Ce vol à la souris, Valentin, qu'a rencontré RMC, en a été victime. En juillet dernier, ce Francilien gare sa voiture sur le parking d'une maternité parisienne. Son neveu vient de naître, mais à la sortie, mauvaise surprise. "Je me suis fait vider la voiture. Je l'avais fermée mais ils ont probablement dû me brouiller le signal parce que quand je suis revenu la voiture était vide et il n'y avait aucune trace d'infraction". Manque de chance, "la voiture était bien pleine parce qu'on était en plein déménagement". Entre trois et quatre mille euros de matériel dérobé, sans aucune trace. Depuis six mois, Valentin est en pourparlers avec son assurance. Le problème c'est face à ce phénomène les assureurs sont un peu démunis. La règle la plupart du temps : pas de constat d'effraction, pas d'indemnisation !

"Je n'ai toujours pas eu le moindre dédommagement alors qu'on leur a adressé un dossier hyper complet, avec la plupart des factures, avec des photos… Et pour l'instant je n'ai aucune nouvelle, déplore Valentin. Ils ont commencé à m'expliquer que ce serait compliqué de prendre en charge. Je ne sais pas comment ça se terminera mais je me doute bien que cela ne va pas être à la hauteur de mes espérances, bien au contraire".

"Des assureurs sont restés à l'époque des années 70"

Pourtant, ces vols sans effraction se multiplient. Et pour cause, il est très simple de trouver l'équipement nécessaire : quelques clics sur Internet, une centaine d'euros, et vous obtenez le kit, qui permet d'ouvrir une voiture sans rien faire de dommages.

Pour l'avocat, spécialisé dans l'automobile, Laurent Mercier, les assureurs ont un train de retard. "Vous avez encore des assureurs qui sont restés à l'époque des années 70, qui exigent pour rembourser qu'on casse le volant, qu'on touche les fils pour que ça fasse des étincelles. Aujourd'hui, ce n'est plus possible à justifier".

"Bien vérifier les conditions de garantie de votre assurance"

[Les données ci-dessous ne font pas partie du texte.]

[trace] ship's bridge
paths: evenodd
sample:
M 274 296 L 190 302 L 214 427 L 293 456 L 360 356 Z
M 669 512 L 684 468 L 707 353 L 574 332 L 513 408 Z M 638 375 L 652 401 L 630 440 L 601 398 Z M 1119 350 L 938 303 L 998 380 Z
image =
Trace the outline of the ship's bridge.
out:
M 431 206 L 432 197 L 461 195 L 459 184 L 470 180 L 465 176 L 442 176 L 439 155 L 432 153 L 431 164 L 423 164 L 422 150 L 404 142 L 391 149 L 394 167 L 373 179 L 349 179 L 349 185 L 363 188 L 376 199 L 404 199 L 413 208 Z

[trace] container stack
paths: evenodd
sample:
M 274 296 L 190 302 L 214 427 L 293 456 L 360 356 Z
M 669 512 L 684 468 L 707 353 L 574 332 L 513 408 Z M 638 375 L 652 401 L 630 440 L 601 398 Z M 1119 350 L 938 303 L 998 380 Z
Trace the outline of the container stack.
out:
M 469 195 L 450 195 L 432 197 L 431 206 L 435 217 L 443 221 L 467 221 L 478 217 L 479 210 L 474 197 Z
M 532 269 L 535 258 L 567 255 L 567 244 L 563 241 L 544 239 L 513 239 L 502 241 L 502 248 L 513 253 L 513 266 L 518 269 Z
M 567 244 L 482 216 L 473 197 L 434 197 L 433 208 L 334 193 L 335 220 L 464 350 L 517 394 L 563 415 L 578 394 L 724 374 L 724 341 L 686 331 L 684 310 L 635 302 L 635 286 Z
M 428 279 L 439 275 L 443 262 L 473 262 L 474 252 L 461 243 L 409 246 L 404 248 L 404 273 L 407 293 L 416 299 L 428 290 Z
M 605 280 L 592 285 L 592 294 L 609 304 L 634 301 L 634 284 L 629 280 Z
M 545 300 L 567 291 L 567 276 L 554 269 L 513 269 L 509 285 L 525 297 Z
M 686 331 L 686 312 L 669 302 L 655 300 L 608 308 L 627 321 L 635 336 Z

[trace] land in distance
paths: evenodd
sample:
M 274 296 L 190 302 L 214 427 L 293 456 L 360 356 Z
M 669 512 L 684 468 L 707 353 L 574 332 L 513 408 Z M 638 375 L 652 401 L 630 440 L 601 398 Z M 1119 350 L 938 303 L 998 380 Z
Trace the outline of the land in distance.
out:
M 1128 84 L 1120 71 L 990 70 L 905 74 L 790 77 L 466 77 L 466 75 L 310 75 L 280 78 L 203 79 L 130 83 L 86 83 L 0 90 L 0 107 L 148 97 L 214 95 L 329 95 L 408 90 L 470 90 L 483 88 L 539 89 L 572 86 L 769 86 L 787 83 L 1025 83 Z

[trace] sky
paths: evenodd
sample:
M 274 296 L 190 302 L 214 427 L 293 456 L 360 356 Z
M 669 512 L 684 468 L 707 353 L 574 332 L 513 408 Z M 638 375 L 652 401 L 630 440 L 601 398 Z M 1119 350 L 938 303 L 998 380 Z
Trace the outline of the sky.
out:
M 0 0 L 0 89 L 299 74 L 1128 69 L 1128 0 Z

S'il reste effectivement quelques assureurs réticents, Alban Adamo, expert auprès des assurances dans les Bouches-du-Rhône, assurent que sa profession s'adapte. "Les voleurs ont toujours un coup d'avance, mais l'essentiel c'est d'être toujours en veille pour connaître les techniques utilisées. Nous-mêmes pratiquons des typologies de vols avec différents boitiers électroniques". Pour lui, "on retrouve toujours une trace. C'est comme un ordinateur, si vous installez un virus ou quelque chose qui n'est pas prévu pour, vous retrouvez toujours des traces d'effraction électronique qui vont générer des falsifications de données, qui vont décaler des compteurs kilométriques..." "Si on qualifie une effraction électronique, l'assureur indemnisera, promet-il, tout en reconnaissant que certains "vieux contrats d'assurances disent que s'il n'y a pas d'infraction, il n'y a pas indemnisation".

"La principale parade c'est donc de bien choisir son assureur, insiste l'avocat Laurent Mercier. Il ne faut pas choisir uniquement en fonction du montant de la prime demandé, mais en vérifiant bien les conditions des garanties". Sinon, autre solution : la bonne vieille canne qui bloque le volant. C'est disgracieux, mais au moins, il n'y a pas d'électronique, juste une clé. Inviolable cette fois-ci.